Built with a FastAPI backend and a Next.js frontend, Cody Local supports interactive chat, architectural planning, and an autonomous multi-step coding agent that can read files, write code, run shell commands, and interact with GitHub — all from a clean browser UI.
- Local-first — all inference runs through Ollama; your code never leaves your machine
- Chat mode — streaming chat with tool-calling (file read/write, shell execution, GitHub)
- Plan mode — software architect persona that produces structured implementation plans without writing code
- Agent mode — autonomous LangGraph agent that breaks tasks into steps and executes them using specialist sub-agents (planner, coder, filesystem, terminal, validator)
- GitHub integration — browse repos, view issues and PRs, clone repositories, commit and push
- Session memory — conversation history persisted in a local SQLite database
- Workspace sandboxing — file and shell operations are scoped to the open workspace; path traversal is blocked
- Auto port selection — if the default ports are taken, the next free port is used automatically
cody-local/
├── backend/ # FastAPI (Python)
│ ├── main.py # API routes: chat, agent, workspace, GitHub, sessions
│ ├── ollama_client.py # Streaming Ollama client
│ ├── tool_executor.py # Tool dispatch layer
│ ├── memory.py # SQLite session + workspace history
│ ├── agent_registry.py # SSE queue registry per session
│ ├── agent/
│ │ ├── graph.py # LangGraph agent graph definition
│ │ ├── nodes.py # Specialist nodes: planner, coding, filesystem, terminal, validation, review
│ │ └── state.py # Typed agent state
│ └── tools/
│ ├── file_ops.py # Read, write, list, move, rename, delete (sandboxed)
│ ├── shell.py # execute_command (allowlist-restricted)
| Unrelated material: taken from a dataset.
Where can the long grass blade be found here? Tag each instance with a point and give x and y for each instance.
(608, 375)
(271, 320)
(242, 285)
│ └── github.py # GitHub API: repos, issues, PRs, clone, commit
└── frontend/ # Next.js 14 + Tailwind + Monaco Editor
When the agent mode is used, the request flows through a LangGraph graph:
START → planner → [coding | filesystem | terminal | validation]* → review → END
The planner produces a numbered step list. Each step is classified by keyword into the appropriate specialist node. Steps iterate until completion, hitting a maximum of 20 tool-call rounds per step before moving on.
| Dependency | Minimum version |
|---|---|
| Ollama | Latest |
| Python | 3.11+ |
| Node.js | 18+ |
Ollama must be running and have at least one model pulled before you start Cody Local.
ollama pull qwen2.5-coder:7b # recommended for coding tasks
# or any other model you prefer
ollama serve # start Ollama if it is not already running# 1. Clone the repository
git clone <repo-url>
cd cody-local
# 2. Install all dependencies (run once)
make setup
# 3. Start backend + frontend
make runThe terminal will print the URLs for both services:
Backend: http://127.0.0.1:8000
Frontend: http://localhost:3000
API docs: http://127.0.0.1:8000/docs
Open the frontend URL in your browser and select a model to start chatting.
Copy the example environment file and edit as needed:
cp backend/.env.example backend/.env| Variable | Default | Description |
|---|---|---|
OLLAMA_BASE_URL |
http://localhost:11434 |
Ollama server URL |
GITHUB_TOKEN |
(empty) | Personal access token for GitHub features |
ALLOWED_COMMANDS |
python,python3,node,npm,... |
Comma-separated list of shell commands the agent may run |
MAX_TOOL_CALLS |
25 |
Max tool calls per chat turn |
The GitHub token can also be set at runtime from the Settings panel in the UI — no restart required.
| Command | Description |
|---|---|
make setup |
Install Python venv + npm dependencies (run once) |
make run |
Start both backend and frontend |
make run-backend |
Start the FastAPI backend only |
make run-frontend |
Start the Next.js frontend only |
make health |
Check that backend, frontend, and Ollama are reachable |
make logs |
Tail the most recent backend log file |
make clean |
Remove Python __pycache__ files |
make clean-all |
Remove venv, node_modules, and .next |
The backend exposes a REST + SSE API at http://127.0.0.1:8000. Interactive docs are at /docs.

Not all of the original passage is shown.